Quando busso al campanello che recava su i nomi Benvenuto/Gori l’istinto gli aveva già ripetuto un paio di volte di fuggire via e chiamare Luca per dirgli che non se ne faceva più nulla e che la discussione, per quanto urgente che fosse, avrebbero potuto farla un’altra volta, magari a casa sua o per telefono.

Ora non essere sciocco! Si ripeté mentalmente e si preparò a rincontrare Luca. Fu difficile estremamente difficile far coincidere il viso da ragazzino imberbe con i capelli lunghi e lisci con quello da uomo, serio con i capelli corti e la barbetta che gli contornava le labbra rosee. Per qualche istante rimase spiazzato, quasi credette di aver sbagliato indirizzo, eppure sul campanello c’era proprio scritto Benvenuto.

«Luca…» sussurrò indeciso se dare alla frase intonazione di domanda.

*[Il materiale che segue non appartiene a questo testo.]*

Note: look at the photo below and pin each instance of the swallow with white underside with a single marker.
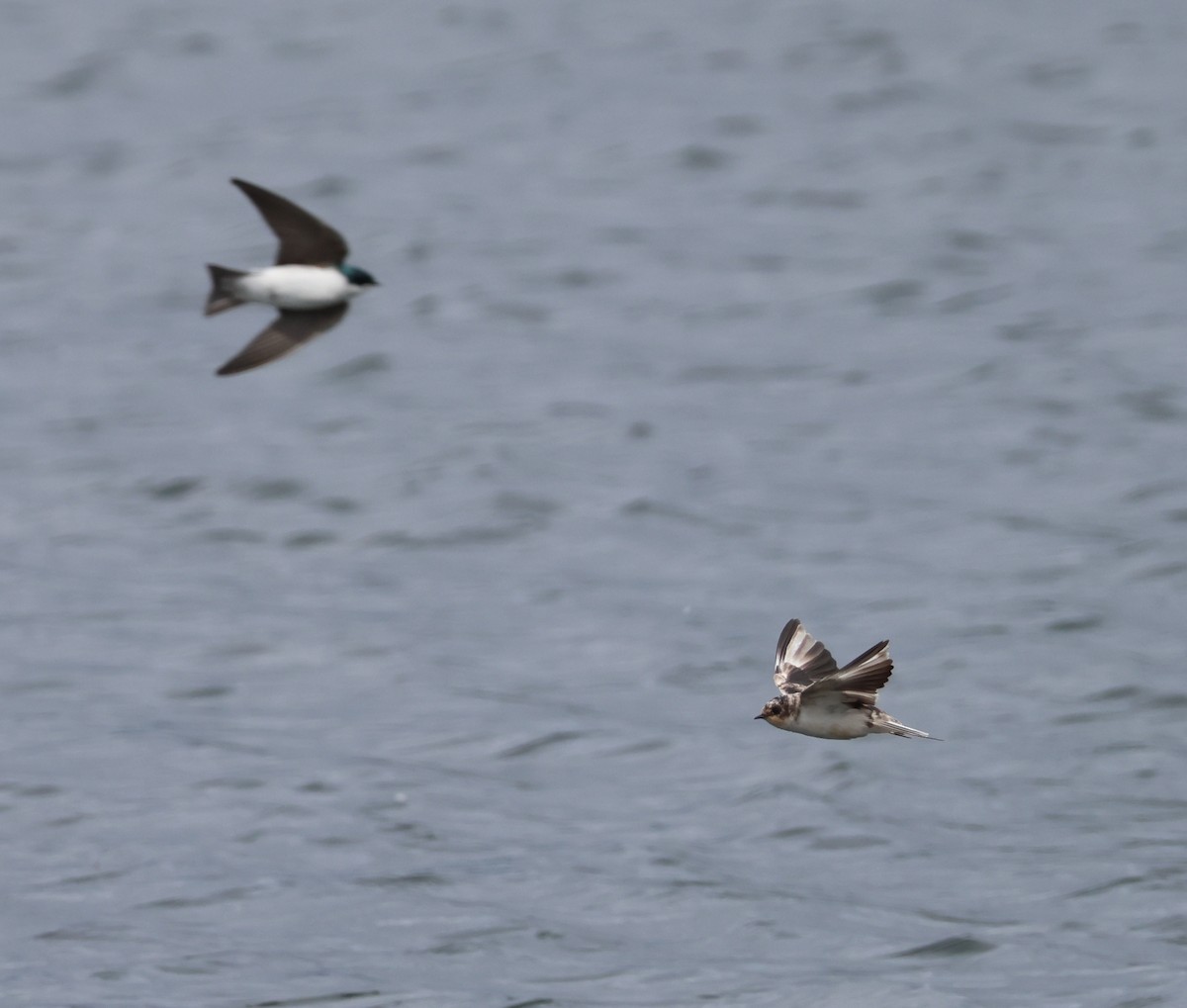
(310, 284)
(818, 698)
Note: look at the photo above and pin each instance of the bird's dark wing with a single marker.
(800, 659)
(859, 683)
(304, 238)
(284, 335)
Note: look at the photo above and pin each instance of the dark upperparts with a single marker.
(360, 278)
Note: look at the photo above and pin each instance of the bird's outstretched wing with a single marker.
(859, 683)
(304, 238)
(284, 335)
(800, 659)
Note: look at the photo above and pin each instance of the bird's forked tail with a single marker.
(883, 723)
(223, 289)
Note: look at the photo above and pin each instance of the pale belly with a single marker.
(848, 723)
(301, 288)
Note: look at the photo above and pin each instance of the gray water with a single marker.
(418, 669)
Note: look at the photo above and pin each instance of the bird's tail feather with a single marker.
(223, 289)
(888, 725)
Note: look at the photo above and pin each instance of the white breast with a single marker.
(831, 722)
(296, 286)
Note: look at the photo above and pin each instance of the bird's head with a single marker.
(360, 278)
(776, 711)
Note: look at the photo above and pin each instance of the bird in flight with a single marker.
(310, 284)
(818, 698)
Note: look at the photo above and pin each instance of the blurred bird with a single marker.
(312, 282)
(818, 698)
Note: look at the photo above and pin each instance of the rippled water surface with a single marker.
(419, 669)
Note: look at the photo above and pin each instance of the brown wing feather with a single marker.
(864, 677)
(304, 238)
(284, 335)
(800, 659)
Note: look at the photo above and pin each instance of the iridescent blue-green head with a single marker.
(360, 278)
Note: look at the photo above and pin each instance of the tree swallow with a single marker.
(818, 698)
(312, 282)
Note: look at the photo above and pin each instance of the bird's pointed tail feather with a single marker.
(888, 725)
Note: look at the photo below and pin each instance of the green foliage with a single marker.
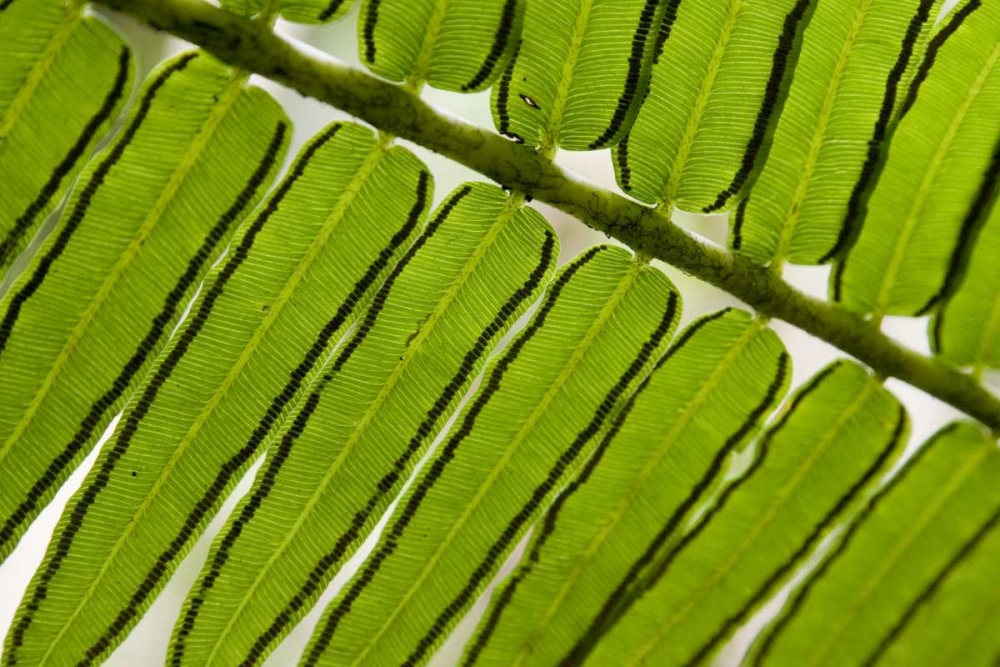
(367, 353)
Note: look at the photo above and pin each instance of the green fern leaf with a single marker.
(927, 209)
(840, 433)
(299, 273)
(699, 136)
(385, 394)
(535, 418)
(457, 45)
(666, 448)
(65, 77)
(873, 582)
(87, 317)
(849, 83)
(580, 73)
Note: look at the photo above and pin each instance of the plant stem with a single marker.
(394, 109)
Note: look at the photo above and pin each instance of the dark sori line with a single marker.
(549, 525)
(876, 146)
(235, 464)
(618, 602)
(624, 170)
(51, 187)
(371, 19)
(633, 78)
(103, 477)
(503, 93)
(794, 605)
(978, 213)
(331, 9)
(779, 575)
(263, 489)
(324, 637)
(932, 588)
(933, 47)
(511, 532)
(94, 183)
(782, 58)
(385, 485)
(120, 385)
(508, 20)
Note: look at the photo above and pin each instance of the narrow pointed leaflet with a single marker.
(457, 45)
(966, 331)
(538, 411)
(850, 81)
(580, 73)
(661, 455)
(83, 323)
(717, 87)
(65, 77)
(914, 534)
(350, 445)
(939, 181)
(841, 432)
(300, 271)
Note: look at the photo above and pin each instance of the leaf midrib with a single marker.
(690, 410)
(610, 306)
(805, 468)
(931, 510)
(333, 221)
(219, 111)
(511, 207)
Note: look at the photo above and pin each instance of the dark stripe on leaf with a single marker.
(51, 187)
(876, 145)
(331, 9)
(94, 183)
(235, 464)
(541, 492)
(97, 409)
(933, 47)
(503, 94)
(371, 19)
(792, 607)
(508, 20)
(387, 483)
(782, 58)
(780, 574)
(103, 477)
(620, 600)
(977, 215)
(932, 588)
(506, 596)
(437, 467)
(633, 78)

«Roberto!» lo chiamò quello e fu solo allora che l’ex commissario ebbe la certezza che quello fosse il suo vecchio amico; con gli occhi lucidi entrò e lo abbracciò con forza: era vero, Mauro non c’era più e questo faceva male, ma ora aveva capito che era stato un grosso errore tagliare in una sola volta i rapporti con tutti gli altri colleghi del X. Sarebbe stato tutto molto più facile con loro…

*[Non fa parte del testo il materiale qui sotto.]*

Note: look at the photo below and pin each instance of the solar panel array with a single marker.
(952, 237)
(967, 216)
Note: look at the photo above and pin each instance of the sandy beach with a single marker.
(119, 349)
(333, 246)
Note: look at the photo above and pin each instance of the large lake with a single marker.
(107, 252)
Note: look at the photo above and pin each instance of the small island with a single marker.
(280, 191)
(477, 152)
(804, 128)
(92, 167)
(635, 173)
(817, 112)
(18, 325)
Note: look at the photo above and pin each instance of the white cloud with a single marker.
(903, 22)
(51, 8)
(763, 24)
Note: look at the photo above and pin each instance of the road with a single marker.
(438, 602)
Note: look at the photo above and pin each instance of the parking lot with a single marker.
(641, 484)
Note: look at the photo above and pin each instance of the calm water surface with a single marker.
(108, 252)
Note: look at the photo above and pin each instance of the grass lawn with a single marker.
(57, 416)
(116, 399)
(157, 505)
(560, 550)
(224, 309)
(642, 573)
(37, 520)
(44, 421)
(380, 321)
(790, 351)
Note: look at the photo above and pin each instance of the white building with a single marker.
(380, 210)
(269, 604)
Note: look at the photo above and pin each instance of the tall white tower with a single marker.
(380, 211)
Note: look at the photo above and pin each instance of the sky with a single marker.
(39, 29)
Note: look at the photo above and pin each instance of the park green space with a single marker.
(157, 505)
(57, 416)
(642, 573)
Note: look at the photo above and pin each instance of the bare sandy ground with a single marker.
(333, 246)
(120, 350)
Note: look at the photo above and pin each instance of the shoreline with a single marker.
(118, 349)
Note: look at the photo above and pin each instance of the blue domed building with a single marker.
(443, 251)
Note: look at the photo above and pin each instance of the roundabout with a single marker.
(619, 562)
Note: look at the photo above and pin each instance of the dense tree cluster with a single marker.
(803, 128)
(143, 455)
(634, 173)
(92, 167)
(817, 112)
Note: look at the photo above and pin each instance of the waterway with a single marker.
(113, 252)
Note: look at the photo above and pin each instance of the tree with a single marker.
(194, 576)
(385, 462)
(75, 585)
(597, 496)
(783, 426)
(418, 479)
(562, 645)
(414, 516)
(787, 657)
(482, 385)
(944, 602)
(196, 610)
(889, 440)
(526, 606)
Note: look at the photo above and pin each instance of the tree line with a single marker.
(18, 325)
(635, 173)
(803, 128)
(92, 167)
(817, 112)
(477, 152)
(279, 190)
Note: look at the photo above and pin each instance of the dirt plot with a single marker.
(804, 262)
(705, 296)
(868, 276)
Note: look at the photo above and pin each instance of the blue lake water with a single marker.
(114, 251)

«Vieni: Anna è in salone» lo invitò il commissario.

Roberto lo seguì ancora un po’ indeciso: sentiva una strana tensione nell’aria. Nonostante Luca sembrasse calmo, non aveva dimenticato la chiamata della sera precedente, né il tono serio con cui Luca gli aveva chiesto di venire a Roma quanto prima.

«Roberto!» gridò Anna e i due si strinsero forte: senza sapere bene il perché, Roberto si sentiva molto confortato dal fatto che, almeno fisicamente, la Gori non era cambiata molto dall’ultima volta che si erano visti: aveva solo i capelli più corti che ora le arrivava alle spalle.

«Come stai?» le chiese mentre entrambi si sedevano sul divano.

«Bene, ora bene…» disse lei, lanciando un’occhiata sfuggente al commissario, occhiata che non passo inosservata a Roberto. Sorrise: si era mosso qualcosa fra quei due, vero?

«Noto…» sussurrò e Anna arrossì per il significato fin troppo chiaro delle sue parole.    

Mentre ancora sorridevano e gli sguardi dicevano molto più delle parole circa gli ultimi avvenimenti, il cellulare di Luca squillò interrompendo quella calma che sia lui che Roberto potevano considerare solo la quiete prima della tempesta.

«Pronto? Sì, Elena… No: sono ancora a casa…No, nessun problema: ho solo una faccenda da sbrigare con un uomo della DIA. Ma sì, ti dico che è tutto ok! Ah… un omicidio…? Sì, andate tu e Ale ok? Sì, a dopo. Ciao» ripose il cellulare con lentezza.

«Problemi?» chiese Anna.

«C’è stato un omicidio: ho mandato Elena e Alessandro…»

«Hai mandato…?» ripeté Roberto con fare interrogativo ed occhi sgranati.

I due si voltarono e Luca sorrise riflettendo sul gran numero di volte che la scena si era ripetuta in quegli ultimi mesi. Perché si erano persi di vista a tal punto da non conoscere neanche i rispettivi gradi che ricoprivano? Era stato davvero un grosso errore…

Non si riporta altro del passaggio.